Although safety precautions have been the driving force behind the way law firms have been operating lately, many attorneys say there’s no replacement for the intangible benefits that come with taking depositions or developing client relationships in person or the casual office conversations that help create a strong corporate culture within a law firm.
“That ability to shake a client’s hand and look them straight in the eye — Zoom is not the same,” says Damian Taylor, a partner at Coleman, Hazzard, Taylor, Klaus, Doupé & Diaz in Naples. “We like the social benefits and the feeling of being connected with each other that come from having the capacity to have everybody physically present on a given day.”
Reevaluating real estate
Although remote work does have its downsides when it comes to interpersonal connections, it has some benefits when it comes to real estate. Shumaker’s Rains sees remote work options as a way for firms to address office space issues. Options like shared office space, hoteling (providing office space on an as-needed basis) and hot desks (where employees use any desk available at a given time) allow firms to have a mix of employees, where some work in the office regularly and others work remotely and come into the office when needed.

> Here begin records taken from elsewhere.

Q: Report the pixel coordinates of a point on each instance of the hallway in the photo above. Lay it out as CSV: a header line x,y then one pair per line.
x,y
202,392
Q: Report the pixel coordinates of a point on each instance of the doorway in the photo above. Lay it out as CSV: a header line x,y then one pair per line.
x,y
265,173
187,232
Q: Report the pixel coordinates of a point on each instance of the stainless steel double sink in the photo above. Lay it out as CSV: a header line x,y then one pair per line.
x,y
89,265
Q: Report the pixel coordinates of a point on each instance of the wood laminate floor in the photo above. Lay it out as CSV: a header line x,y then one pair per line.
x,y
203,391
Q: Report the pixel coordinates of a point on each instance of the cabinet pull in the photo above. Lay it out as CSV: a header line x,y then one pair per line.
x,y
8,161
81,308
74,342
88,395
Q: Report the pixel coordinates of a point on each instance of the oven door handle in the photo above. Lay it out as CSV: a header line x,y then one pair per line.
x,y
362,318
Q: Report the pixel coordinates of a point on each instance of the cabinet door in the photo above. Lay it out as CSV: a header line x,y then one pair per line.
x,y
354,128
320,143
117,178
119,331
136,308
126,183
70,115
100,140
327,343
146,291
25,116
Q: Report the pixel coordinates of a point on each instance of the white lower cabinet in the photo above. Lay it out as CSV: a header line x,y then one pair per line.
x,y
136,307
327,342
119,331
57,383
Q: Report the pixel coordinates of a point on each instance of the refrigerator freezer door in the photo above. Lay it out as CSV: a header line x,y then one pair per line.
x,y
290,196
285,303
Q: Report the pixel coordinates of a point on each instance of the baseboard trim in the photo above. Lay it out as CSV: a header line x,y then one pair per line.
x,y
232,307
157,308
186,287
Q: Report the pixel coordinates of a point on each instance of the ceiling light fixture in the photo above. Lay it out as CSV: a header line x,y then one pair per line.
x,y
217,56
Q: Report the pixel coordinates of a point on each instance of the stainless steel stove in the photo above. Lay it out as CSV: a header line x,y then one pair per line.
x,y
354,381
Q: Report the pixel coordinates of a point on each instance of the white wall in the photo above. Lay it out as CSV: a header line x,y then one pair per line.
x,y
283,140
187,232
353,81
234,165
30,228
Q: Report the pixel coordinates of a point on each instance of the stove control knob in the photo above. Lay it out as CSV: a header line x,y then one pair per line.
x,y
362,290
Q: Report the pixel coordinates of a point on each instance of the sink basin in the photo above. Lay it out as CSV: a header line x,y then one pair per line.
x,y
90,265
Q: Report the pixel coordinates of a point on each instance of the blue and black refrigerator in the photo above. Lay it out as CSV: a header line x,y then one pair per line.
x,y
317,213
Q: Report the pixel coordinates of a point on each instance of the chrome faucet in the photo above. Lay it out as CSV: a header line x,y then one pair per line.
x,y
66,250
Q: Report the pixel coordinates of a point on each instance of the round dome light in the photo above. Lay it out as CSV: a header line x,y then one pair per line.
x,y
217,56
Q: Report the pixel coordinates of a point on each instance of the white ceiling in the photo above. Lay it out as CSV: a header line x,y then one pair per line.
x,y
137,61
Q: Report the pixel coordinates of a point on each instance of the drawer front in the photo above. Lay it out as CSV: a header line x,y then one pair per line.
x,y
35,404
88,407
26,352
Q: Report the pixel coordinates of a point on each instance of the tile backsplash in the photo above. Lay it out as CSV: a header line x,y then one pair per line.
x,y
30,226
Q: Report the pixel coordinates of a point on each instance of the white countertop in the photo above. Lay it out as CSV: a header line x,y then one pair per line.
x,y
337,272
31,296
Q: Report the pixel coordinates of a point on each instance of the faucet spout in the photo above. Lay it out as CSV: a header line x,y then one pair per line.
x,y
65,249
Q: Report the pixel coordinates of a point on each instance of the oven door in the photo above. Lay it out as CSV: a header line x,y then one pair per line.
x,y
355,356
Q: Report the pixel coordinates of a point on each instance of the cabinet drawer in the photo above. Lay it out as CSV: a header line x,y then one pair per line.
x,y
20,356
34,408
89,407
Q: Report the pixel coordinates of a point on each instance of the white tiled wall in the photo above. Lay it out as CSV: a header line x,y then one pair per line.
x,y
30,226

“And what that really does is it enables the firm to pursue their growth plans more aggressively,” Rains says. If you have 20 attorneys working in a hybrid capacity who used to have 20 individual offices but can now share 10 offices, for example, that suddenly frees up 10 offices for additional hires.
It gives firms a lot to think about in planning for a post-pandemic world — whatever that looks like. “I think where law firms are now is they’re looking to get their remote work plans aligned and adopted and functioning for the long term,” Rains says. “There will probably be more active engagement with landlords in terms of space utilization, give backs and redesign.”
Shumaker currently has about 163,000 square feet of leased office space, and Rains expects the firm to take a hard look at things as leases come up for renewal for its Sarasota and Tampa offices, as well as its Columbus, Ohio; Charleston, S.C.; and Charlotte, N.C. offices. “We are right there in that mix of looking at our remote program and making recommendations on how that might work for us,” he says.
Flexibility will be important for firms going forward, something Shutts & Bowen has already seen at its Tampa office. The firm has about 48,000 square feet of space spread over two floors in Tampa, and prior to the pandemic it had begun creating a collaborative area that included both indoor space and a large outdoor terrace designed amid several towering oak trees. That highly functional outdoor space, planned before the pandemic, has proved incredibly beneficial in these times.
“Because it’s so large and outdoors and private, even clients are enjoying it,” says R. Alan Higbee, the managing partner of Shutts’ Tampa office. “We get clients who are comfortable with that who would never be comfortable in a restaurant [or another indoor space], but they love it because it’s outside.”
Higbee says the office has always been collaborative, nimble and flexible — important attributes with pandemic uncertainty swirling. “I don’t think we know what the future brings,” Higbee says. “I think the key is going to be to be nimble and flexible and be able to roll with whatever comes at you.”